Noncooperative Coordination for Decentralized Air Traffic Management

TL;DR

This paper presents a novel noncooperative framework for decentralized air traffic management, focusing on incentive design and equilibrium engineering to enable scalable, robust coordination among self-interested stakeholders.

Contribution

It introduces a unified noncooperative approach with scalable equilibrium methods, decentralized mechanism design, and convergence guarantees for safety-critical air traffic systems.

Findings

Developed reduced-rank correlated equilibria for scalability

Designed incentive-compatible decentralized mechanisms

Proved convergence of structured noncooperative dynamics

Abstract

Decentralized air traffic management requires coordination among self-interested stakeholders operating under shared safety and capacity constraints, where conventional centralized or implicitly cooperative models do not adequately capture this setting. We develop a unified perspective on noncooperative coordination, in which system-level outcomes emerge by designing incentives and assigning signals that reshape individual optimality rather than imposing cooperation or enforcement.
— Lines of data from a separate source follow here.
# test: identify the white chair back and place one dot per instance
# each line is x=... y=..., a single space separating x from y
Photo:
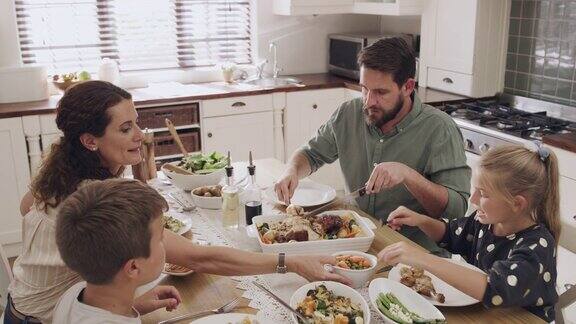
x=5 y=277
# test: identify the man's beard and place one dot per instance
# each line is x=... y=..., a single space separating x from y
x=387 y=116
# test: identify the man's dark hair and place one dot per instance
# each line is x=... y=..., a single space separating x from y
x=390 y=55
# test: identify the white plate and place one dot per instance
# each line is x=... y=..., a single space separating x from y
x=307 y=194
x=409 y=298
x=232 y=318
x=360 y=243
x=338 y=289
x=454 y=297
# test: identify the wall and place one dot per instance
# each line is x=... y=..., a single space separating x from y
x=542 y=50
x=302 y=40
x=9 y=51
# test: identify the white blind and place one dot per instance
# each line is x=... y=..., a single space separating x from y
x=72 y=35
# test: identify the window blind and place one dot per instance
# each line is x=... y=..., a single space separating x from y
x=72 y=35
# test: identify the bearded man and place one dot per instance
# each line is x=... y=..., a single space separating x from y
x=406 y=153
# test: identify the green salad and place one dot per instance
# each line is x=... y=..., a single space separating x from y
x=204 y=163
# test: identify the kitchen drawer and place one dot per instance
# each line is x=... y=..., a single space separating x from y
x=236 y=105
x=450 y=81
x=179 y=115
x=164 y=144
x=566 y=162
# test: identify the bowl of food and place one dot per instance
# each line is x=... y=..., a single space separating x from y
x=197 y=171
x=66 y=80
x=397 y=303
x=329 y=302
x=180 y=227
x=328 y=232
x=356 y=266
x=207 y=197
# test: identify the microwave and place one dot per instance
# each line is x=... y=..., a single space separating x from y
x=344 y=48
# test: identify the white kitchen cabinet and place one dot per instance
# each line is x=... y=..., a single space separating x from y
x=15 y=175
x=305 y=112
x=240 y=134
x=463 y=46
x=369 y=7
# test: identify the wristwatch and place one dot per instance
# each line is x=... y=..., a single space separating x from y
x=281 y=267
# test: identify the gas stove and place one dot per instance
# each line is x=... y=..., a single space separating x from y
x=505 y=119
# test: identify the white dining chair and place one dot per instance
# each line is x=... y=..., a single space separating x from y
x=5 y=278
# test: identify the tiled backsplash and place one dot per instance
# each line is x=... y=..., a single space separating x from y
x=541 y=50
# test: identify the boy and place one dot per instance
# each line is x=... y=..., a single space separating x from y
x=111 y=232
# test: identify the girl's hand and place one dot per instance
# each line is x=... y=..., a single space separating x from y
x=158 y=297
x=401 y=252
x=404 y=216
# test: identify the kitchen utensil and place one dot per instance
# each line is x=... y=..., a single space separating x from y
x=222 y=309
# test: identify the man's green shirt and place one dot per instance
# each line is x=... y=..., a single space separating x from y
x=426 y=140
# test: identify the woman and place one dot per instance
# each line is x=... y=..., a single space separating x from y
x=100 y=137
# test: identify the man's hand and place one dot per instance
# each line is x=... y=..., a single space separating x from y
x=286 y=186
x=386 y=175
x=312 y=268
x=401 y=252
x=404 y=216
x=158 y=297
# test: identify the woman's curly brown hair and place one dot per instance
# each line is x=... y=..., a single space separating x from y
x=82 y=109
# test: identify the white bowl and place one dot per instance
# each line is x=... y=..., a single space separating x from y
x=189 y=182
x=411 y=299
x=338 y=289
x=358 y=277
x=206 y=202
x=360 y=243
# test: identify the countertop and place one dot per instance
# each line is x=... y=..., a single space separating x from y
x=173 y=92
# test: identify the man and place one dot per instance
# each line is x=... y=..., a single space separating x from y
x=404 y=152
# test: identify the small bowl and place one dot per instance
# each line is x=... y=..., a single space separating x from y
x=358 y=277
x=63 y=85
x=338 y=289
x=206 y=202
x=188 y=182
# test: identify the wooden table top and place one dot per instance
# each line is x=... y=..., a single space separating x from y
x=203 y=291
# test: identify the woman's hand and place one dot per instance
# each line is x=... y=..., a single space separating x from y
x=404 y=216
x=402 y=252
x=312 y=268
x=158 y=297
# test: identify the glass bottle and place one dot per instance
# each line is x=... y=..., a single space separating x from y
x=230 y=199
x=252 y=195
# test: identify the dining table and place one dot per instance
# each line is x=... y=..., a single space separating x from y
x=202 y=291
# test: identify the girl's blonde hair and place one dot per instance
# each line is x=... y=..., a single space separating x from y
x=515 y=170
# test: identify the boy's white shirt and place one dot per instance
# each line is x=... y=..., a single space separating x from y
x=70 y=310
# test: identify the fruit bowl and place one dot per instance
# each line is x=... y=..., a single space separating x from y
x=63 y=85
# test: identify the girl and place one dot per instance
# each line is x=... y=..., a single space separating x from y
x=512 y=236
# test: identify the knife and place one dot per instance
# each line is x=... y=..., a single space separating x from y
x=278 y=299
x=354 y=194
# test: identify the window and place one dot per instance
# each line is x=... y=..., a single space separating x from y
x=73 y=35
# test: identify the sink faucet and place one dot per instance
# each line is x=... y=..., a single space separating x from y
x=274 y=49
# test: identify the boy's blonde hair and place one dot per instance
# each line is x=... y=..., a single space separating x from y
x=106 y=223
x=515 y=170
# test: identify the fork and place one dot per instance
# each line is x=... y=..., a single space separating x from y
x=185 y=206
x=220 y=310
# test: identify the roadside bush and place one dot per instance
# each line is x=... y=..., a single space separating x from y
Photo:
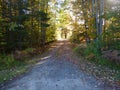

We advance this framework along three directions: scalable equilibrium engineering via reduced-rank and uncertainty-aware correlated equilibria, decentralized mechanism design for equilibrium selection without enforcement, and structured noncooperative dynamics with convergence guarantees. Beyond these technical contributions, we discuss core design principles that govern incentive-compatible coordination in decentralized systems. Together, these results establish a foundation for scalable, robust coordination in safety-critical air traffic systems.